Термин «эссенциализм» как противоположный «номинализму», я использую, чтобы избежать употребления двусмысленного термина «реализм» (когда он противопоставляется не «идеализму», а «номинализму»; см. также прим. 26 к гл. 11 и текст к нему, а также прим. 38 к гл. 11.)
О том, как Платон использует эссенциалистскую методологию, разрабатывая теорию души, см. отрывок из «Законов», 895 е и след., который уже цитировался в прим. 15 (8) к этой главе, а также главу 5, в частности, прим. 23 к ней. См. также: «Менон», 86 d-e, и «Пир», 199 c-d.
О теории причинного объяснения см. мою «Logic of Scientific Discovery», sect. 12, p. 59. См. также прим. 6 к гл. 25.
Говоря о теории языка, я имею в виду семантику, разработанную Р. Карнапом и А. Тарским. См. R. Carnap. Introduction to Semantics, 1942. См. также прим. 23 к гл. 8.

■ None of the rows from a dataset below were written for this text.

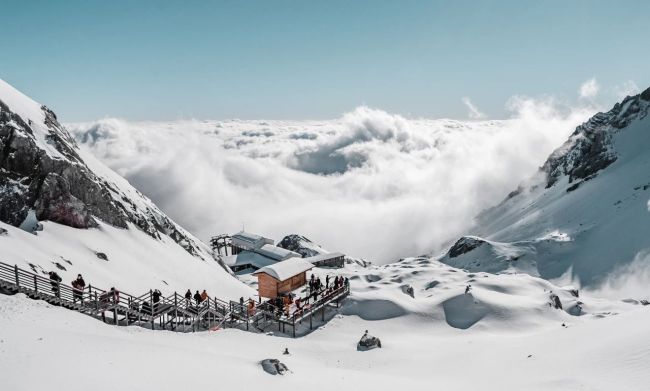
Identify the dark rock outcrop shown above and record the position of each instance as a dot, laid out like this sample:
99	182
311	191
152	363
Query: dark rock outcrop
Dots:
41	169
274	366
368	342
589	149
465	245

К. Полани (в 1925 г.) убедил меня в том, что существует теория, согласно которой физические дисциплины основаны на методологическом номинализме, а общественные науки более склонны к использованию эссенциалистских («реалистских») методов. Он заметил также, что методологическая реформа общественных наук возможна только после отказа от этой теории. В разной степени этой теории придерживается большинство социологов — в частности, Дж. С. Милль (см. J. S. Mill. Logic, vol. VI, ch. VI, p. 2, см. его типичные историцистские утверждения, например в vol. VI, ch. X, p. 2, последний абзац: «Фундаментальная проблема… науки об обществе состоит в том, чтобы открыть законы, в соответствии с которыми на смену одному состоянию общества приходит другое…»), К. Маркс (см. далее), М. Вебер (см., например, его определения в начале «Methodische Grundlagen der Soziologie», а также в «Wirtschaft und Gesellschaft», I, и в «Gesammelte Aufsaetze zur Wissenschaftslehre»), Г. Зиммель, А. Вирканд, Р. М. Мак-Ивер и многие другие. Философское выражение этим тенденциям дано в «Феноменологии» Э. Гуссерля, систематически возрождающей методологический эссенциализм Платона и Аристотеля. (См. также главу 11, в частности, прим. 44).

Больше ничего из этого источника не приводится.